On March 1 of this year, the USGA and The R&A released a set of proposed changes to the Rules of Golf designed to make them easier to understand and apply and to bring them up to date to meet the needs of today’s global game. If there is one single proposed change that will most affect you when you play (as well as provide the largest optical change), it would likely be the new relief procedure. As part of the proposed changes to how you take relief, not only would the physical requirements for how you drop a ball be altered, but the area into which your ball must be dropped into and played from would be adjusted as well. Let’s take a deeper look into these proposed changes and the reasons behind them.
Most golfers today are very familiar with the current arm’s-length, shoulder-height dropping method. There is no dispute that this is a simple and easy-to-follow process. However, there are numerous other complexities that are part of the current relief procedure that the proposed procedure seeks to simplify. Today, the Rules require that your ball land on either a specific spot or line, in a one club-length dropping area, or in a two club-length dropping area. However, your ball does not need to stay within that defined area and, as you know, it often rolls outside of it (in large part because the Rules require that you drop from shoulder height). To account for this, there is a provision in Rule 20-2c that says your ball can roll up to two club-lengths from where it first struck the course. And this is just one of the seven different re-drop provisions (detailed further in Rule 20-2c) that would require your ball to be re-dropped. If your ball is correctly dropped twice without successfully getting it to come to rest in the right location, you must then place the ball where it struck the course the second time.

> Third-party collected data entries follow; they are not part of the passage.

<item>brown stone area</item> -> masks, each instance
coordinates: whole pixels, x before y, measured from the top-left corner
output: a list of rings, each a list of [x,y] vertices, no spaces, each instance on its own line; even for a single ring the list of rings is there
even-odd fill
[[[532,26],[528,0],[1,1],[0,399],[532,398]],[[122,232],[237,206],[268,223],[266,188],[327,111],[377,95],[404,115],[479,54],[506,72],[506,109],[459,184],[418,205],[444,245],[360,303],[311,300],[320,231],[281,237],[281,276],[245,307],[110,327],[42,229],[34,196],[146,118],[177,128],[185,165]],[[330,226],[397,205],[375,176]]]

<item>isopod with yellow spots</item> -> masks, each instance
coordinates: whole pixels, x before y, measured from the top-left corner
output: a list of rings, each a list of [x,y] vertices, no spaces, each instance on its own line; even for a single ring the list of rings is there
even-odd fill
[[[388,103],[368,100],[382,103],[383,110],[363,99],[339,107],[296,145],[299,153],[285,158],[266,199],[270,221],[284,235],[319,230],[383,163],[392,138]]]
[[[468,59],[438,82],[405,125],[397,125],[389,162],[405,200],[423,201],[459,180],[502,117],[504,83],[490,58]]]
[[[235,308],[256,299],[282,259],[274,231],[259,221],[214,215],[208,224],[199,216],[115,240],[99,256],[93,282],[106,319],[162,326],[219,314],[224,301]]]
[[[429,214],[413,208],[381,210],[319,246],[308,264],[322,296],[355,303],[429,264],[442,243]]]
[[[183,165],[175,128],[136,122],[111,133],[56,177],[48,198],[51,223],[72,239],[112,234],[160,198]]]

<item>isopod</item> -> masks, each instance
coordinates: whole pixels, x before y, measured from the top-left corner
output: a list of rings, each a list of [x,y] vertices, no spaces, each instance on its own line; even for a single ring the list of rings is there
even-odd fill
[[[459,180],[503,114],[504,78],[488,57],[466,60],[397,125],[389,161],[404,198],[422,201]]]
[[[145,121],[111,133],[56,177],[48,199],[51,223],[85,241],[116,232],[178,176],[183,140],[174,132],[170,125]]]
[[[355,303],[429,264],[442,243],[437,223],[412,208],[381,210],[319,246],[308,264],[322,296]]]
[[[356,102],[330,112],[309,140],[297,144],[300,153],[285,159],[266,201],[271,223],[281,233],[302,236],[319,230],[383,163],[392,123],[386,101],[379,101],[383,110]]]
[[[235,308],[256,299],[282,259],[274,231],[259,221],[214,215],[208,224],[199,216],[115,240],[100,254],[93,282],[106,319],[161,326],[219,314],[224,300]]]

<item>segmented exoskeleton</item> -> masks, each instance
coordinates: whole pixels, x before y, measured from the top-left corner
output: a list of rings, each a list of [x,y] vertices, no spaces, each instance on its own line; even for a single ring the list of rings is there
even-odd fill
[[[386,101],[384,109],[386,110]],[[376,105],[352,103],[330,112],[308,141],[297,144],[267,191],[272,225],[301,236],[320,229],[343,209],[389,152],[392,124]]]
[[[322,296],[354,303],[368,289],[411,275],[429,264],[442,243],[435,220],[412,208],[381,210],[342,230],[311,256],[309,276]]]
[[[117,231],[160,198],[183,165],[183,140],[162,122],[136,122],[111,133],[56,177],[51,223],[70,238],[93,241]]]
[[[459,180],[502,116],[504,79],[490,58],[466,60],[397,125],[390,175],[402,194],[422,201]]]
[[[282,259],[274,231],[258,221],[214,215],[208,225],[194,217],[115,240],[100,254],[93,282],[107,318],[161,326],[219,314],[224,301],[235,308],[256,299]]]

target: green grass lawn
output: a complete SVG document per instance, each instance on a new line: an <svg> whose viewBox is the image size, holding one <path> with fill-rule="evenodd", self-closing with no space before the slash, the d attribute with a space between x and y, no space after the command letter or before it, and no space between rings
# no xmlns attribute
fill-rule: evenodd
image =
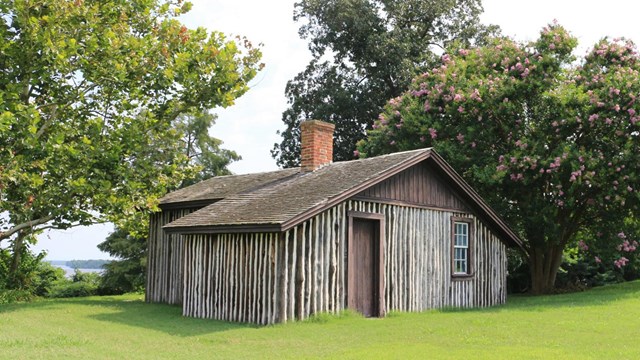
<svg viewBox="0 0 640 360"><path fill-rule="evenodd" d="M2 359L638 359L640 281L479 310L352 313L268 327L184 318L139 295L0 306Z"/></svg>

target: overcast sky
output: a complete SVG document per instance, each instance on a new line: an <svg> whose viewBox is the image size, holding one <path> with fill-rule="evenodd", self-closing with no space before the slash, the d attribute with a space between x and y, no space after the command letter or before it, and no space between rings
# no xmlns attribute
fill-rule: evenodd
<svg viewBox="0 0 640 360"><path fill-rule="evenodd" d="M211 133L235 150L242 160L231 165L243 174L276 169L269 150L282 130L287 80L302 71L310 59L305 41L293 22L293 0L200 0L182 21L190 28L204 26L231 35L243 35L263 43L265 68L251 83L251 90L227 109L215 109L218 122ZM534 40L554 19L580 42L577 55L604 36L626 37L640 44L640 2L634 0L485 0L484 23L497 24L505 35ZM112 230L110 225L50 231L34 247L47 250L47 259L103 259L96 245Z"/></svg>

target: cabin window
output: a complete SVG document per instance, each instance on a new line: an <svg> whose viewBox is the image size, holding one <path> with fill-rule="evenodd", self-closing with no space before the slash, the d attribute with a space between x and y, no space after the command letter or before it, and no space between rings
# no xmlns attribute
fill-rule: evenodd
<svg viewBox="0 0 640 360"><path fill-rule="evenodd" d="M471 254L469 239L471 224L469 221L453 220L453 275L469 275L471 268Z"/></svg>

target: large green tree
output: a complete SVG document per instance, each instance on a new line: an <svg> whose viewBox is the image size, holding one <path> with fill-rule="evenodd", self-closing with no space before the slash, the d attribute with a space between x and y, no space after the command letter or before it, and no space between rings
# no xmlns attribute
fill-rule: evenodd
<svg viewBox="0 0 640 360"><path fill-rule="evenodd" d="M231 105L260 51L187 29L176 17L190 7L0 2L0 246L14 263L45 228L144 224L193 172L176 119Z"/></svg>
<svg viewBox="0 0 640 360"><path fill-rule="evenodd" d="M525 240L535 293L581 232L614 247L638 214L640 58L602 40L580 62L559 25L520 44L453 49L389 101L366 156L433 146Z"/></svg>
<svg viewBox="0 0 640 360"><path fill-rule="evenodd" d="M473 44L496 32L479 22L480 0L302 0L294 19L313 59L287 83L286 129L278 165L297 166L300 121L336 125L334 159L348 160L386 101L437 60L452 41Z"/></svg>

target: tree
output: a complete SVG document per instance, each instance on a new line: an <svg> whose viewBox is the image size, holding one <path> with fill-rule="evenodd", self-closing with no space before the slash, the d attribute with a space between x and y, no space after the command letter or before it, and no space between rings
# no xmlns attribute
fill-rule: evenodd
<svg viewBox="0 0 640 360"><path fill-rule="evenodd" d="M287 83L286 129L271 151L298 166L300 121L336 125L334 159L349 160L386 101L437 60L452 41L473 44L497 31L479 23L480 0L302 0L294 19L313 60Z"/></svg>
<svg viewBox="0 0 640 360"><path fill-rule="evenodd" d="M182 149L189 163L197 172L185 179L180 187L195 184L202 180L230 175L227 166L242 159L235 151L223 149L222 141L209 135L209 129L215 124L217 116L210 113L199 115L180 115L174 124L182 135Z"/></svg>
<svg viewBox="0 0 640 360"><path fill-rule="evenodd" d="M640 58L603 39L576 63L557 24L532 43L451 49L389 101L361 156L433 146L525 240L532 291L553 289L581 233L612 247L638 214Z"/></svg>
<svg viewBox="0 0 640 360"><path fill-rule="evenodd" d="M104 266L101 292L122 294L143 289L147 273L147 238L115 229L98 249L117 257Z"/></svg>
<svg viewBox="0 0 640 360"><path fill-rule="evenodd" d="M209 135L216 117L209 113L182 114L174 128L182 134L181 147L189 164L196 169L179 187L185 187L213 176L230 174L227 166L240 159L234 151L220 148L222 141ZM144 223L146 224L146 223ZM144 226L144 225L143 225ZM101 292L125 293L144 288L147 272L147 235L116 228L98 248L117 260L105 266Z"/></svg>
<svg viewBox="0 0 640 360"><path fill-rule="evenodd" d="M184 27L175 17L190 7L0 4L0 246L14 263L42 229L144 224L193 173L174 122L231 105L261 55L246 39Z"/></svg>

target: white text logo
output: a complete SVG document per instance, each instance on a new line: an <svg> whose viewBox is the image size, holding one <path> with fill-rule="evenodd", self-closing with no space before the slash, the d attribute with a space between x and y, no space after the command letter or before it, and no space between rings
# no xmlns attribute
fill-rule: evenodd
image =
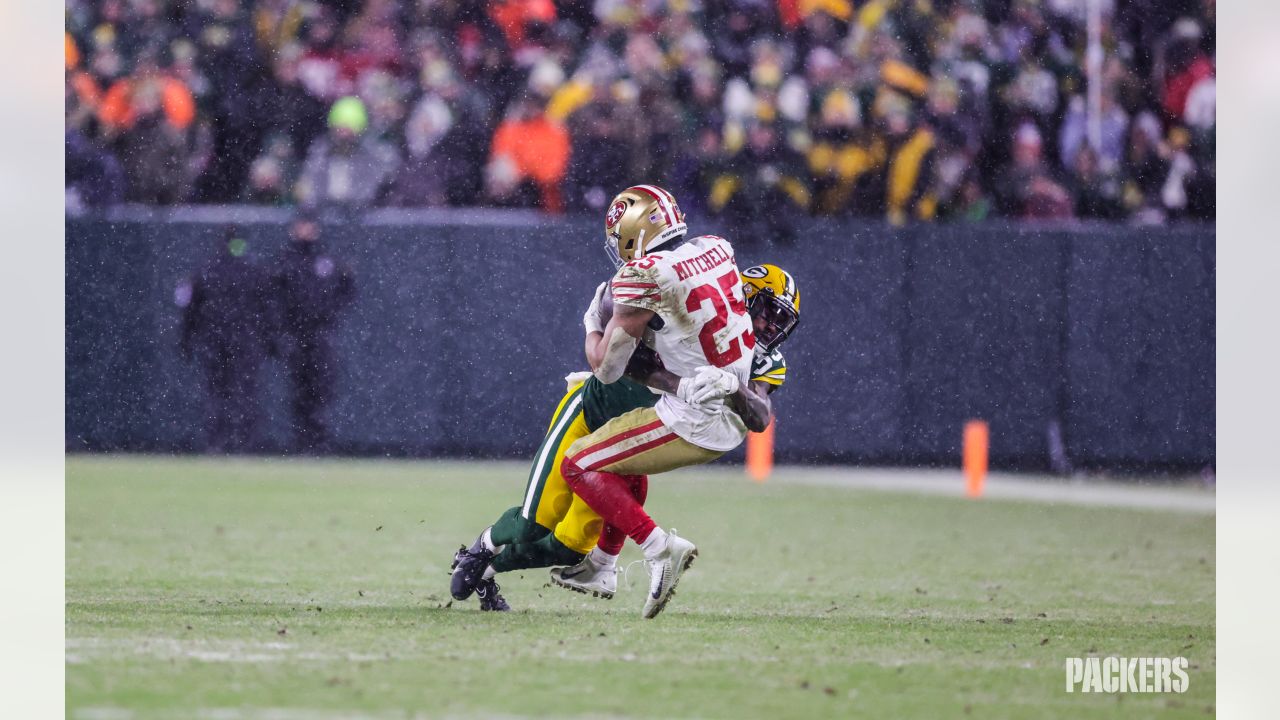
<svg viewBox="0 0 1280 720"><path fill-rule="evenodd" d="M1186 692L1184 657L1067 658L1067 692Z"/></svg>

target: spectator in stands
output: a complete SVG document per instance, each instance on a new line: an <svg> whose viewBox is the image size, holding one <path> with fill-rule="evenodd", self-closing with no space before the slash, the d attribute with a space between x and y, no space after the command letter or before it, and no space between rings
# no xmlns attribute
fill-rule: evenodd
<svg viewBox="0 0 1280 720"><path fill-rule="evenodd" d="M267 96L262 117L258 119L268 137L281 133L288 137L294 157L306 154L312 141L324 133L325 111L329 107L303 84L300 74L303 52L297 44L280 48L271 63L274 91Z"/></svg>
<svg viewBox="0 0 1280 720"><path fill-rule="evenodd" d="M733 237L744 245L794 243L796 222L809 208L804 158L779 134L767 114L752 120L746 142L725 160L711 188L711 211L729 221Z"/></svg>
<svg viewBox="0 0 1280 720"><path fill-rule="evenodd" d="M251 452L258 443L258 372L275 352L278 314L270 277L247 250L239 231L229 229L213 260L177 292L179 346L208 392L208 452Z"/></svg>
<svg viewBox="0 0 1280 720"><path fill-rule="evenodd" d="M905 96L882 92L876 105L886 161L875 176L871 200L893 225L933 220L938 200L930 185L937 138Z"/></svg>
<svg viewBox="0 0 1280 720"><path fill-rule="evenodd" d="M289 205L293 202L297 156L288 136L267 138L262 154L249 166L249 180L242 200L255 205Z"/></svg>
<svg viewBox="0 0 1280 720"><path fill-rule="evenodd" d="M441 90L423 95L405 125L407 157L391 188L392 205L441 207L456 204L459 191L476 189L471 176L483 163L477 149L484 140L466 124L472 118L455 116L458 105L447 98L456 98L456 83L450 79Z"/></svg>
<svg viewBox="0 0 1280 720"><path fill-rule="evenodd" d="M561 183L569 166L569 132L546 116L538 98L516 99L493 134L485 172L488 197L497 205L564 210Z"/></svg>
<svg viewBox="0 0 1280 720"><path fill-rule="evenodd" d="M294 189L309 206L360 208L380 199L400 158L394 147L365 133L369 115L357 97L340 98L329 110L329 132L316 138Z"/></svg>
<svg viewBox="0 0 1280 720"><path fill-rule="evenodd" d="M195 101L160 67L157 50L144 51L133 74L111 86L98 117L119 148L129 200L171 205L191 197L200 170Z"/></svg>
<svg viewBox="0 0 1280 720"><path fill-rule="evenodd" d="M1071 195L1045 162L1040 131L1034 124L1026 122L1018 127L1011 155L1013 161L996 182L1000 212L1027 219L1071 217Z"/></svg>
<svg viewBox="0 0 1280 720"><path fill-rule="evenodd" d="M203 109L213 127L213 150L197 196L204 202L231 202L240 196L249 164L270 130L263 118L274 89L241 3L193 3L183 18L212 88Z"/></svg>
<svg viewBox="0 0 1280 720"><path fill-rule="evenodd" d="M1129 148L1122 166L1123 202L1139 222L1164 222L1166 213L1161 191L1169 176L1169 149L1160 134L1160 121L1150 112L1134 118L1129 129Z"/></svg>
<svg viewBox="0 0 1280 720"><path fill-rule="evenodd" d="M640 122L632 109L634 105L624 109L611 94L601 93L573 114L566 180L570 207L602 210L616 192L612 189L615 177L640 177L636 173Z"/></svg>
<svg viewBox="0 0 1280 720"><path fill-rule="evenodd" d="M133 74L117 80L98 107L98 120L113 136L124 134L147 113L158 112L169 127L186 130L196 116L195 98L182 81L160 67L160 50L148 48Z"/></svg>
<svg viewBox="0 0 1280 720"><path fill-rule="evenodd" d="M955 197L941 208L943 217L964 222L982 222L994 212L994 203L982 189L978 173L974 170L965 174Z"/></svg>
<svg viewBox="0 0 1280 720"><path fill-rule="evenodd" d="M854 193L883 167L883 139L863 125L862 110L852 93L826 92L807 160L813 178L814 212L849 213ZM864 190L865 194L865 190Z"/></svg>
<svg viewBox="0 0 1280 720"><path fill-rule="evenodd" d="M1170 38L1157 66L1161 83L1161 106L1170 119L1181 120L1187 97L1201 80L1213 77L1213 62L1201 47L1199 23L1189 18L1179 20L1170 30Z"/></svg>
<svg viewBox="0 0 1280 720"><path fill-rule="evenodd" d="M1075 196L1076 217L1096 220L1124 217L1119 166L1104 167L1098 153L1088 145L1079 145L1075 153L1067 186Z"/></svg>
<svg viewBox="0 0 1280 720"><path fill-rule="evenodd" d="M115 205L124 200L124 168L98 132L100 93L92 77L80 69L80 54L67 36L67 108L65 187L68 212Z"/></svg>
<svg viewBox="0 0 1280 720"><path fill-rule="evenodd" d="M1098 119L1098 147L1093 150L1090 162L1107 172L1120 167L1124 158L1125 139L1129 131L1129 116L1116 104L1109 89L1101 93L1102 102ZM1075 168L1080 150L1088 141L1089 115L1085 99L1080 95L1071 98L1066 118L1062 121L1058 152L1062 167Z"/></svg>
<svg viewBox="0 0 1280 720"><path fill-rule="evenodd" d="M292 393L293 449L325 452L332 442L325 412L333 401L338 374L333 333L355 298L355 278L325 249L315 215L305 211L297 215L289 234L273 283Z"/></svg>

Under the proposed new Rules, your ball could be dropped in any manner and from any height with the only requirement being that the ball is let go from above the ground, without it touching any natural or artificial object, so that it falls through the air before coming to rest. This means that you could drop your ball in the fairway from just above the grass, from shoulder-height, or from any other height. If you are taking a drop in longer grass, you will be required to drop from higher off the ground to avoid touching the grass when you let go of your ball.